Hi Koala, thanks for the reply. An update on the situation, having contacted EVGA they have authorised an RMA and I sent it to them today. The downside is £15 postage, but then if I get a fully functioning 460 or better in return, then it is worth it in my eyes. I mean... I bought deus ex 3 weeks ago and haven't been able to play more than 10 minutes worth!

Thanks for the info regarding the PSU. The corsair had a PCI-E 6pin, and then an adapter to create another 6 pin. I agree the power was too weak though. I don't quite understand about the amps and voltage to look out for on PSU's though, can you check a graphics card specification and compare it to a PSU or is there some experienced-based-guidelines that people go by?

I'd love a cooler graphics card, and my girlfriend will appreciate the quieter fan - compared to the constant 100% fan she's had to live with!


----------



## koala (Mar 27, 2005)

*Re: Nvidia GTX 460 crash issue*

If the PSU only has a single 6-pin PCIE connector, that makes it unsuitable for a graphics card that needs two connectors. PCIE-Molex adapters should not be used.

The _minimum_ guideline for PCIE cards that we use is a 550W PSU with 40A/+12V, an 80% efficiency rating, the correct number of PCIE connectors, and a 3-5 year warranty. More demanding cards need more power, so 650-750W is common for high-end gaming cards.

Let us know how you get on with the new PSU and replaced graphics card. You should be able to run it at 50% fan speed, which is almost silent.


----------



## DPJenkins (Sep 12, 2011)

*Re: Nvidia GTX 460 crash issue*

Hey gents, just a quick message to give you an update. Received my RMA GTX 460 back today from EVGA, and first thing I did was run the same stress test I did before.

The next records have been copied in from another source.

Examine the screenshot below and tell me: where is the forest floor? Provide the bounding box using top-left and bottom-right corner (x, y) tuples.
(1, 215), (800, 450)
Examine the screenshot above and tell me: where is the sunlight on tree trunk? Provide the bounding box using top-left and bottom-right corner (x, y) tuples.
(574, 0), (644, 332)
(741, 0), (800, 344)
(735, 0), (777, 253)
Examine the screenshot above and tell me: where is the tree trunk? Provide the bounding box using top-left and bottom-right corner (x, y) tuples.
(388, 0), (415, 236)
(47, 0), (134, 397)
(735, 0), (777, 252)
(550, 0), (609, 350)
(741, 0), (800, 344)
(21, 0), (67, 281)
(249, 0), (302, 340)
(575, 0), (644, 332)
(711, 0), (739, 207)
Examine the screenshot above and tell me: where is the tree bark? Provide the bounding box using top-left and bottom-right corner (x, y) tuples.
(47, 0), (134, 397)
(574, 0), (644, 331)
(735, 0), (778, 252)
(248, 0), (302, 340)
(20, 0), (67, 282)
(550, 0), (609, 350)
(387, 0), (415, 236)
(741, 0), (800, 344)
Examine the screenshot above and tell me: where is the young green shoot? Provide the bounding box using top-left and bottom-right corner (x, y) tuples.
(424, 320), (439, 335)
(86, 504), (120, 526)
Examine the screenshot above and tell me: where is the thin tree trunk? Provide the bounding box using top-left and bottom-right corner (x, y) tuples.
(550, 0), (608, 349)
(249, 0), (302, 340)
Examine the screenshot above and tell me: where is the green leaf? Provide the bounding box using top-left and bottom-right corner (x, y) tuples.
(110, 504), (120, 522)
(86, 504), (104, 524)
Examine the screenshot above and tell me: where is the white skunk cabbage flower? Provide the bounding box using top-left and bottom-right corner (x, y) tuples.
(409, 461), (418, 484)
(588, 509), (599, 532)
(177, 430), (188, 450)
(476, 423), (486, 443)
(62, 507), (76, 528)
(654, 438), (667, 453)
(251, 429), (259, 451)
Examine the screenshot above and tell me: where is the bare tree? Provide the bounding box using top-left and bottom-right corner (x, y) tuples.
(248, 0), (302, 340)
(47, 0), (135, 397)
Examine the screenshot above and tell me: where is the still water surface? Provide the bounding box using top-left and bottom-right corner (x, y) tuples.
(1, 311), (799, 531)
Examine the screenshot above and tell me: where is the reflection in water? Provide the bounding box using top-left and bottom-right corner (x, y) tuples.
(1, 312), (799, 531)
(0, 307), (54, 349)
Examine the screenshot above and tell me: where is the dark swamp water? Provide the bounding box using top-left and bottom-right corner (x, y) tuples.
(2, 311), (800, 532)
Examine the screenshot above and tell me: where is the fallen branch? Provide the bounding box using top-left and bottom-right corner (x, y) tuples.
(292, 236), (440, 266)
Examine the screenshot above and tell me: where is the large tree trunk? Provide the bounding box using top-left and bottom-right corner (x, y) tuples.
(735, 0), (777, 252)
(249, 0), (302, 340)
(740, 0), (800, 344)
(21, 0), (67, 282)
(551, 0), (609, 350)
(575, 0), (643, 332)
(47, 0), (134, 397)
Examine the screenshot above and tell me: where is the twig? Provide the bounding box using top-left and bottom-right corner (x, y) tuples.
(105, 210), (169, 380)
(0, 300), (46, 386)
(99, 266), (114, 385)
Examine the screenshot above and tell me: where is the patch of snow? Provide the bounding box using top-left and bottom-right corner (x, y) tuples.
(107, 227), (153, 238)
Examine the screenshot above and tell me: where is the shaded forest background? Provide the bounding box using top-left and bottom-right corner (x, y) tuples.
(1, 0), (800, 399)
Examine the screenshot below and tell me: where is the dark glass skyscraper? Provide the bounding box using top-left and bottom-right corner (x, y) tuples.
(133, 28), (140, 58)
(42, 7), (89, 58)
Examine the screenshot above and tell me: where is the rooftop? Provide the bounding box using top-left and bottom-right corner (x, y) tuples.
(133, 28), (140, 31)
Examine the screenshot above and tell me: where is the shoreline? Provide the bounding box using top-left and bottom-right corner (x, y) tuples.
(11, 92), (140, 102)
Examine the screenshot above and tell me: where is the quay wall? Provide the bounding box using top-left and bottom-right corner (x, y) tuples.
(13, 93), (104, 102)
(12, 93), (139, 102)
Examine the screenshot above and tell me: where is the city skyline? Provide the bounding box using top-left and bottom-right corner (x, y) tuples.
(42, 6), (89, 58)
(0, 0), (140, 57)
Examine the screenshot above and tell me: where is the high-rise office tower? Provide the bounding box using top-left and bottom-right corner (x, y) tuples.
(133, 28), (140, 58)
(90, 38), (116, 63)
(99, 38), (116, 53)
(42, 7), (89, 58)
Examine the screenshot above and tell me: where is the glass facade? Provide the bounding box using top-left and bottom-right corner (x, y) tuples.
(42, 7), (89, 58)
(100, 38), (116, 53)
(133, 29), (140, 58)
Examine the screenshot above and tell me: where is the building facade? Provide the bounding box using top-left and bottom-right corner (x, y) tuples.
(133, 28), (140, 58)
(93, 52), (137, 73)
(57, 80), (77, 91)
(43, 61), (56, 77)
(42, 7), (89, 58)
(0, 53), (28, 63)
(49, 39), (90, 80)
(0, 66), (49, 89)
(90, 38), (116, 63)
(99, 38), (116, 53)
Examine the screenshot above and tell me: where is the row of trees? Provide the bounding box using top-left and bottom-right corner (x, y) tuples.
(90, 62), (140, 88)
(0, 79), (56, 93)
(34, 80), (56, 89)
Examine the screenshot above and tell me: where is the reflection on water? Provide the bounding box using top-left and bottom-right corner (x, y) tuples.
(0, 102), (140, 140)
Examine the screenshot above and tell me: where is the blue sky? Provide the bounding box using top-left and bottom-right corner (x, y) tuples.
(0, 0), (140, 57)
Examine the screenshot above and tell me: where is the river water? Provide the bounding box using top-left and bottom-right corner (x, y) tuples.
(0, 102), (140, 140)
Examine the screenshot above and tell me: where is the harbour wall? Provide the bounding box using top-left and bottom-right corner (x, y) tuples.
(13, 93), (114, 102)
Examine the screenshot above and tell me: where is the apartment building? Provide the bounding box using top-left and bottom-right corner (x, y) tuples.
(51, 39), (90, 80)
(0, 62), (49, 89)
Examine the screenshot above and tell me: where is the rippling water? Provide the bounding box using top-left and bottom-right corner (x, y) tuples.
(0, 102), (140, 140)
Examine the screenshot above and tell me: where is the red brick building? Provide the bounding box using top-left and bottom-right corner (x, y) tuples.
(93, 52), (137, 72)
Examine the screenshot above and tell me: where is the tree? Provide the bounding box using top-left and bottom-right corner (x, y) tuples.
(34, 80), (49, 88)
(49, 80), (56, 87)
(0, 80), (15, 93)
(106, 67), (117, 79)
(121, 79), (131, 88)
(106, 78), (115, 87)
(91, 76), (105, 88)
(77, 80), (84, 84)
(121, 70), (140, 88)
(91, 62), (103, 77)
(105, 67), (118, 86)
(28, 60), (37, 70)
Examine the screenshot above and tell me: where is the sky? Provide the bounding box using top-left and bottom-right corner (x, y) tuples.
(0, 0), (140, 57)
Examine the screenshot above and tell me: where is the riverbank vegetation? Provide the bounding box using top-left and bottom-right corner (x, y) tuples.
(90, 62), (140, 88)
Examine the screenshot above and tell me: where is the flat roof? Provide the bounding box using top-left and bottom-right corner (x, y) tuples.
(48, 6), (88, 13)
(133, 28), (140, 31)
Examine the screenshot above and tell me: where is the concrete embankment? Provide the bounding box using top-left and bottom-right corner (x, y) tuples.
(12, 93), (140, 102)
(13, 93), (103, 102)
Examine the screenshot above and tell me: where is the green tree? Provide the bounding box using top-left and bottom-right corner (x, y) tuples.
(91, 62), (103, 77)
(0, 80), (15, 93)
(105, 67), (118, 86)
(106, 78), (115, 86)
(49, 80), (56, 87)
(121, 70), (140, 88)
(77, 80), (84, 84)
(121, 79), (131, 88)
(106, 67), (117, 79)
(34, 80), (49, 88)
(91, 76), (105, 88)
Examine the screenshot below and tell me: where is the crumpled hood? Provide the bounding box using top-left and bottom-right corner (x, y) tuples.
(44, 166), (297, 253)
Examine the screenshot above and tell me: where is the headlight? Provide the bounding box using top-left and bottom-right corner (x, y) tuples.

I am pleased to say the results were great. The temp didn't go above 58, and slowly ramped up from 31 to that over the 2 minutes. Nothing like the 99C in 5 seconds I had before. 

Here are more details results for those interested:
kmark normal preset (Open GL 4). 
Graphics score: 2674 points (49 fps) 
PhysX score: 2673 points (77 fps, 147 sps) 
Combined Score: 2135 points (17 FPS, 102 SPS) 
PhysX version 9100514 (PhysX GPU) 
Res: 1280 x720(fullscreen) 
Antialiasing: 4x MSAA - PostFX: ON 
FPS: min=17, max=91 avg=41 
Max GPU temp: 58 C 

Not only is the temperature normal, but it seems to be performing significantly better than before which pleases me. 

I'd like to close through thanking all who tried to help me during my difficulties. You gave me the confidence and advice to resolve this, so thank you.


----------



## koala (Mar 27, 2005)

*Re: Nvidia GTX 460 crash issue*

Thanks for posting back with your solution. I'll mark this thread as solved. :smile:


----------